Okulların açılması ve kapanmasına ilişkin esasların düzenlendiği yönetmelikte yapılan bu değişiklik kimi kesimlerce hedef haline getirilen karma eğitime ilişkin güvencelerden birinin daha ortadan kaldırılması olarak yorumlandı.

‘İKTİDAR, EĞİTİME İDEOLOJİK YAKLAŞIYOR’

Konuyu TBMM gündemine taşıyan İstanbul MilletvekiliÖzgür Karabat, yazılı bir soru önergesi vererek değişiklikle ilgili kaygıları ifade etti. Soru önergesinde, Türk eğitim sisteminin son 15 yılda derin sorunlarla karşı karşıya kaldığını belirterek iktidarın,  eğitimi siyasal hedefleri ekseninde şekillendirmeye çalıştığını iddia etti.

Karabat açıklamasının devamında: “Milli Eğitim Bakanlığı, bakanlardan bağımsız olarak bir ideolojik strateji ekseninde ‘dindar ve kindar nesil’ yetiştirme hedefine uygun olarak dini eğitimi yaygınlaştırmaya çalışmaktadır.

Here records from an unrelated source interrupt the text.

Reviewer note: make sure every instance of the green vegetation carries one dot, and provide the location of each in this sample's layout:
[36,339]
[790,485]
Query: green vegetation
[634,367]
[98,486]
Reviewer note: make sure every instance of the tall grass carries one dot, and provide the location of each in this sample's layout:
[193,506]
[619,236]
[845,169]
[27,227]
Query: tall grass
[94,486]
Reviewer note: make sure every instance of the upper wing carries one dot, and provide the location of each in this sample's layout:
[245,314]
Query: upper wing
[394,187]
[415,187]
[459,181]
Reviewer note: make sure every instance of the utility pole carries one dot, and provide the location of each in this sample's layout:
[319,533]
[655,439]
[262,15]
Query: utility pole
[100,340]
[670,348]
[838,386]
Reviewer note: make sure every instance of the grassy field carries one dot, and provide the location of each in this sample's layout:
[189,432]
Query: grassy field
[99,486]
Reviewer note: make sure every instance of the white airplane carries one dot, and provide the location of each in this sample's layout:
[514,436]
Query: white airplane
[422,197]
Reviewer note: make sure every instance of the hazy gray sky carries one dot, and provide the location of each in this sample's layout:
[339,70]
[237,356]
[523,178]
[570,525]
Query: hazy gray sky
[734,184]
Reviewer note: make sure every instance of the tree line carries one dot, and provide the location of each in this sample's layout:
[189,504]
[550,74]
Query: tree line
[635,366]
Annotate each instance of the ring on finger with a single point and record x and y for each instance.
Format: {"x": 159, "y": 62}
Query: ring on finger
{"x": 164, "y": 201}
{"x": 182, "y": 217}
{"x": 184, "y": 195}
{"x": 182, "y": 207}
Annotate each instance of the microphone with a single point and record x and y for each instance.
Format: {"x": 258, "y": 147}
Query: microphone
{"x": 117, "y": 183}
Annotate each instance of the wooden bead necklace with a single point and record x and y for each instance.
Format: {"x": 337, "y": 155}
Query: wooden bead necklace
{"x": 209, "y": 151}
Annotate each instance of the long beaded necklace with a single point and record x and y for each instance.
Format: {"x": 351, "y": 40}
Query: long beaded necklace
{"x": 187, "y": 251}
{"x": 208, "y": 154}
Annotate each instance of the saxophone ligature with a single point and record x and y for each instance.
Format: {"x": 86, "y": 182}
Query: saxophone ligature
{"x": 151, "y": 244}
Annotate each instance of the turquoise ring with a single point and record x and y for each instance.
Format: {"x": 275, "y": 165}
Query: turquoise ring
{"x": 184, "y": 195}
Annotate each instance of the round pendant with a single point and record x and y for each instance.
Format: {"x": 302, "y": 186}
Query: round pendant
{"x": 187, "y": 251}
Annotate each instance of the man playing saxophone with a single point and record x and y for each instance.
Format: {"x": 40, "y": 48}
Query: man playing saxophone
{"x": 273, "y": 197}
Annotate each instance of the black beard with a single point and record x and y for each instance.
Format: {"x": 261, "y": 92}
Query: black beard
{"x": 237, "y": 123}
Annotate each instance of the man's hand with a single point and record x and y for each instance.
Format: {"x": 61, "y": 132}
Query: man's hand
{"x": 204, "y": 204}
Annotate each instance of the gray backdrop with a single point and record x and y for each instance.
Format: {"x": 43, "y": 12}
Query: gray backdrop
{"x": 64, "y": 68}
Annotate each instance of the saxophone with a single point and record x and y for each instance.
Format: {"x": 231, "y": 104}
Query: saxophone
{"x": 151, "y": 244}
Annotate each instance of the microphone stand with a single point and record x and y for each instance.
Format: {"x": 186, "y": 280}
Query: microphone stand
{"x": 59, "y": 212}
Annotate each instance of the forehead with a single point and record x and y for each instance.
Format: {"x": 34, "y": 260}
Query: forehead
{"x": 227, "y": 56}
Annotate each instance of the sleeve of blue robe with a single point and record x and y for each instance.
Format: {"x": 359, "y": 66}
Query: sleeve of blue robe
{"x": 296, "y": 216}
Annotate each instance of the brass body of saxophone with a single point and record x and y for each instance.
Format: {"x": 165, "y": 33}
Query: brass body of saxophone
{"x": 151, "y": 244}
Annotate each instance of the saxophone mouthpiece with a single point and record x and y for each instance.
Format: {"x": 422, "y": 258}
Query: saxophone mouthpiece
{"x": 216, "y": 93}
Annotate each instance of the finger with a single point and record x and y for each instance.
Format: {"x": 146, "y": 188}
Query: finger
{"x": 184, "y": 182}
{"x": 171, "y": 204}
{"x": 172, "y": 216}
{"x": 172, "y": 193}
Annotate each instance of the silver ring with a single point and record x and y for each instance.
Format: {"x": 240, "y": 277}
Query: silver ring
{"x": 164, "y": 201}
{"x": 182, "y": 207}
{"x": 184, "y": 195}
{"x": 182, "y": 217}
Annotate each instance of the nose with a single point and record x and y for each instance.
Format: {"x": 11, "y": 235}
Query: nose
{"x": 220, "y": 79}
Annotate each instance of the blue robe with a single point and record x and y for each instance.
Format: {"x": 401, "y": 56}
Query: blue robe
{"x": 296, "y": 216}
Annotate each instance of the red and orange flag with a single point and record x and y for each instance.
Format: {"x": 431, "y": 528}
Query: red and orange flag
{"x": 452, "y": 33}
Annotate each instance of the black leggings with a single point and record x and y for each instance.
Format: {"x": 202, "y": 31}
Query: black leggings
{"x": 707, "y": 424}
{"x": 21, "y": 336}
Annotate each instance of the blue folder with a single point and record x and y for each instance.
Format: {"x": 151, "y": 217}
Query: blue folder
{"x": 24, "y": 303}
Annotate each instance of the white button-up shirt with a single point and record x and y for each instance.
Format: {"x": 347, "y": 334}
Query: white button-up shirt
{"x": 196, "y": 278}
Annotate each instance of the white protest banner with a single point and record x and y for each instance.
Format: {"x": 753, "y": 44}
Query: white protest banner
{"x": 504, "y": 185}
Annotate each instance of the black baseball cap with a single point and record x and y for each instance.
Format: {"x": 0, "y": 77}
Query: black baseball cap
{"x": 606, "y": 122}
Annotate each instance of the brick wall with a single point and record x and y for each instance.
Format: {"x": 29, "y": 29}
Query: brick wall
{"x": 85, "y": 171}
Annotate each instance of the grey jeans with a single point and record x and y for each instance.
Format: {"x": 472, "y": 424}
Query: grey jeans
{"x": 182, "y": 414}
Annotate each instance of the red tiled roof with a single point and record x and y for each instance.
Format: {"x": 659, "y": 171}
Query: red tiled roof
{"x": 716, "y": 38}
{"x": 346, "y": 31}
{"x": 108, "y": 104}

Laik eğitimle bağdaştırılamayacak şekilde belli bir dinin ihtiyaçlarına göre okullarda mabetler açılması, AİHM’nin zorunlu din dersleri ile ilgili kararına uyulmaması, din derslerinin zorunlu hale getirilmesi, ihtiyaç ve talep olmadığı halde okulların imam hatiplere dönüştürülmesi, okul tercihlerinde imam hatip seçmenin zorunlu hale getirilmesi ve son olarak karma eğitim anlayışını zafiyete uğratacak yönetmelik değişiklikleri bu alandaki ideolojik ve siyasal dönüşüm hedeflerinin görünen örneklerinden sadece bir kaçıdır.” dedi.

ANAYASA’YA AYKIRI

Karabat, bakanlığın 10 Eylül 2018 tarihli “Yönetmelik” değişikliğinin Cumhuriyet’in temel ilkeleri ve Anayasa ile bağdaşmayacak uygulamaların önünü açacağını ifade ederek Bakanlığa şu soruları yöneltti:

  • Bakanlık, okulların açılması ve kapanmasına ilişkin esasların düzenlendiği yönetmelikte, Anadolu lisesi, mesleki ve teknik eğitim merkezi ve mesleki eğitim merkezlerinde karma eğitim şartını hangi gerekçeyle kaldırmıştır?

-         Kimi dini tarikat ve cemaatlerin sıklıkla gündeme getirdiği karma eğitime karşıt söylemle ve yaklaşımları bu yönetmelik değişikliğinde bir etkisi olmuş mudur?

-  Yönetmelikte, kurumların açılabilmesi için her kurumda yeteri kadar abdesthane, doğal aydınlatmalı uygun mekânda kadın ve erkek için ayrı ayrı olmak üzere mescit açılması öngörülmüştür. Salt belli bir dini inanışa göre belirlenen bu maddenin cumhuriyetimizin temel niteliklerinden olan laiklikle ve Anayasamızda ifadesini bulan eşitlik ilkesiyle bağdaştığını düşünüyor musunuz?